Here, “celebrated futurist” (according to the book’s description) Khanna basically does all he can to trash anything remotely Western (and particularly American) while seeking a society that is technologically tyrannical and ruled by the young. (Thus, “technotyrannical neoarchy”.) His hubris in claiming that technology and skills are all that matters – and not pesky things like basic human rights and physical geographies – is utterly mind blowing. And his lack of documentation – barely 10% of this advanced reader copy edition I read was bibliography – is truly astounding for such major claims. Perhaps he thinks he gets away with this by claiming to be a “futurist”? Your projections are only as good as your source material, bub, and I expect to see it if you want to make such utterly fantastical claims as claiming that Wakanda is a possibly real society (specifically in saying that Black Panther is a “futuristic” film without ever even alluding to the term “science fiction”, as in “Black Panther is a futuristic science fiction film”) or that iFunny is a major Gen Z social media platform. Also, proclaiming the mobile home to be the “ultimate symbol of the new American mobility” is so utterly laughable in and of itself that this book should not be classified in any genre but humor.
If you’re reading this review and want actual looks at how migration works and the various issues world powers will be looking at over the coming decades, you’re *MUCH* better off with Sonia Shah’s The Next Great Migration or Tim Marshall’s The Power Of Geography and Prisoners of Geography – yes, even with Marshall’s own shortsightedness on some issues.

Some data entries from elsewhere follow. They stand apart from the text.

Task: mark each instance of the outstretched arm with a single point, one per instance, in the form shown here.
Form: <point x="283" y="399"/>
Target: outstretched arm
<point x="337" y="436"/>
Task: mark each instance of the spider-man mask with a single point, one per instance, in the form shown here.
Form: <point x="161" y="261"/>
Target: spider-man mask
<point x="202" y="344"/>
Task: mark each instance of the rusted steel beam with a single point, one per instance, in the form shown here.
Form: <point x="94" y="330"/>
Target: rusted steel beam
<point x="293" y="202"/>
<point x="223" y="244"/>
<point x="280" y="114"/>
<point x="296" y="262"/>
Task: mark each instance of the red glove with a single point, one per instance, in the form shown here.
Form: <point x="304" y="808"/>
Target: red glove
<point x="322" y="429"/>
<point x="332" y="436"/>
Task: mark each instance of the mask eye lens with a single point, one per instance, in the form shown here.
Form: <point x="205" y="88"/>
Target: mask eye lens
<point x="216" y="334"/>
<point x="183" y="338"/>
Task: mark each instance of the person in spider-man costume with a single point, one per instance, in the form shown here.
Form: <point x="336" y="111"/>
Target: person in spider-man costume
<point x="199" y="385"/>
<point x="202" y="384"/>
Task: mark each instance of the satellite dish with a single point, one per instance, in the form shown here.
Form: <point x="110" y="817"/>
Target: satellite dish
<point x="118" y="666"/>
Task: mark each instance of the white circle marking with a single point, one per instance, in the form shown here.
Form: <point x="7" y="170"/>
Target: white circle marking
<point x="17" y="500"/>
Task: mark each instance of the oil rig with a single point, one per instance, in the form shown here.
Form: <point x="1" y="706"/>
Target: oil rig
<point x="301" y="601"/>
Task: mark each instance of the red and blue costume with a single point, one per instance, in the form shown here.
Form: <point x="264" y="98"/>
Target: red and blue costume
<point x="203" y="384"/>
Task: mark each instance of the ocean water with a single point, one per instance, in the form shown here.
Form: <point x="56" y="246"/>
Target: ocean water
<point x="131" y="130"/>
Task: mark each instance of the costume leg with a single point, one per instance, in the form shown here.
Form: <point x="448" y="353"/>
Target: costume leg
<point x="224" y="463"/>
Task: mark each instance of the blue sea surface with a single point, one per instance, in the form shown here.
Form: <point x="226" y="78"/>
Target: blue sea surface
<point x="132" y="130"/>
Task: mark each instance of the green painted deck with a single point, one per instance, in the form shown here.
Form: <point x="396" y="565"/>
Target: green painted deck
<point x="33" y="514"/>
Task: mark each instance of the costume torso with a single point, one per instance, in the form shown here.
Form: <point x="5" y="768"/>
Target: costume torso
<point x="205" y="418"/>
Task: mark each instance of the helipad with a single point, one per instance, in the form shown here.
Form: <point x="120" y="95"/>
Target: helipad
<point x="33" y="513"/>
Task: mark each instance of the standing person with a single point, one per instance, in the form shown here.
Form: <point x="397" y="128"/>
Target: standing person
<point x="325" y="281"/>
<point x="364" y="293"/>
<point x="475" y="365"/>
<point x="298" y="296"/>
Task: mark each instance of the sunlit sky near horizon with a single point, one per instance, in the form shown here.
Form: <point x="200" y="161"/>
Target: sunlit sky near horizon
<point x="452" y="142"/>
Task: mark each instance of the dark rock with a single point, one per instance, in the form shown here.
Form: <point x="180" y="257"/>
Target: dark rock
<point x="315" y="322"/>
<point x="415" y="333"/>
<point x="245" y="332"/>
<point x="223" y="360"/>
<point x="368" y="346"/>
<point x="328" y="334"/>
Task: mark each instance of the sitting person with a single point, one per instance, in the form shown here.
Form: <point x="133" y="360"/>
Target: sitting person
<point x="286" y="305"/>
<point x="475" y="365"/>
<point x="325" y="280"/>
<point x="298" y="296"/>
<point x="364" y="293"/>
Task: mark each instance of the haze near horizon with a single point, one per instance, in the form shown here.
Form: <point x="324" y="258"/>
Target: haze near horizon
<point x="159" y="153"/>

This book is thus not recommended at all, unless you happen to have high tolerances for pain and are particularly masochistic. Which is a major shame, since the title and subtitle were so promising.
Remarkable Look At Often Unnoticed Regions. Marshall’s prior work in this space, Prisoners of Geography, was much lauded and at least a bit derided. Here, well, the exact same approaches and reasonings abound, so whatever you thought of that first text will likely be similar to your feelings about this text, where he analyzes regions that many don’t think of. The Space chapter (the final chapter) actually discusses the real-world power plays that Matthew Mather’s CyberStorm series of fiction books uses to spin some great yet fictional tales around, while other chapters such as that on Ethiopia, the Sahel, Iran, and Australia do remarkable jobs of showing both the history and current issues facing these regions. Truly an enlightening look at global issues, and one that everyone should read more as a “global politics 101” level of information, if for no other reason. Great work, and very much recommended.
Interesting Concepts. Marshall presents an interesting case of geopolitics from a geographical perspective, and while quite a bit of it makes perfect sense, there are also times where he presents an idea as perfectly obvious… when it actually isn’t/ wasn’t. For example, he claims that once America gained access to the Pacific Ocean in the 19th century via the Oregon Territory, it was destined to become a great world power simply because it had direct access to both of the world’s great oceans. If it was so perfectly obvious, why did it take another century or so – for this barely century old nation at the time – to achieve such supremacy? But the cases Marshall does make, he makes many interesting points on that even I had never considered, and I consider myself a fairly learned and analytical person. He also does so with great humor, which makes what could have been a much drier, more academic treatise into a much more enjoyable read. So read this thing. It has some good ideas and you’ll be entertained. Just don’t believe every word it says, and keep a critical eye on all things at all times. Recommended.